但这两点,无论哪一点,侯一鸣都不需要。
但为了让母亲心安,这学,还是得实实在在去上。
报道,分班,交学费,办理走读手续。
一系列手续续办完,接下来,就等着开学了。
好在自己开学前玩了个小心眼儿,让母亲帮自己开了一张病例证明,逃过了为期两周的军训,不然又得白白浪费两个星期时间。
从教务处出来以后,侯一鸣看着校园里来来往往的学生,青春而充满活力的身影,侯一鸣忽然觉得,自己两世为人,都没有体验过校园生活,多多少少也是有点遗憾的。
于是他决定趁这个机会,在学校里走一走,一方面是体验一下校园的气息,二来,也帮自己熟悉一下学校。
在学校里走了一圈之后,侯一鸣从西山大学的北门出来,那是一条不太宽的街道,街道两边摆了不少地摊,卖小吃的、买日用品的、以及卖学生用品的混杂在这里,此起彼伏的叫卖声,连接成一副充满生活气息的画卷。
侯一鸣微微挑了挑眉,一些有趣的回忆在脑海中想起,一种莫名的情绪也涌上了心头。
他产生了一个让他兴致勃勃的点子。
前世的时候,为了锻炼练自己的商业敏感性,每隔一段时间,侯一鸣都要到一线上去做一段时间销售、当了几天的客服;甚至有时候,也会自己进点儿杂七杂八的小东西,去天桥或者夜市上摆地摊。
这对侯一鸣是非常重要的一件事——可以让他的商业敏感始终保持,这种商业敏感是侯一鸣的商业帝国,非常重要的一笔财富,也是他在各种商战中能够无往不利的几个重要原因之一。
重生回来,他还没有去摆过地摊,此时,看到西山大学北门,那个生机勃勃的地摊一条街,侯一鸣心中产生一个点子——他决定在这儿摆几天地摊儿。

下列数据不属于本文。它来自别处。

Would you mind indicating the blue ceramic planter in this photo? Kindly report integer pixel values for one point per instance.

想到就干,侯一鸣从旧车市场弄了一辆三轮车,去小商品批发市场,批发了一些他认为学生们应该用得到的小东西,又买了一块儿大黑布用来铺在地上。
接着,装了一水壶水,用搪瓷饭盒装了一盒吃食,蹬着三轮去了地摊一条街。
准备摆摊儿了。
前世的侯一鸣没少摆地摊,也总结出自己的一套方法论。
大体来讲,摆地摊儿想生意好,主要是三点:东西好、嗓门大、位置牛。
东西好和嗓门大,侯一鸣自认问题不大。
但这位置牛,就得花点心思了。
像这种成熟的,人来人往的地摊儿街,最好的位置肯定都被人抢光了,作为一个外来户,想在地摊街上抢到好位置,难如登天。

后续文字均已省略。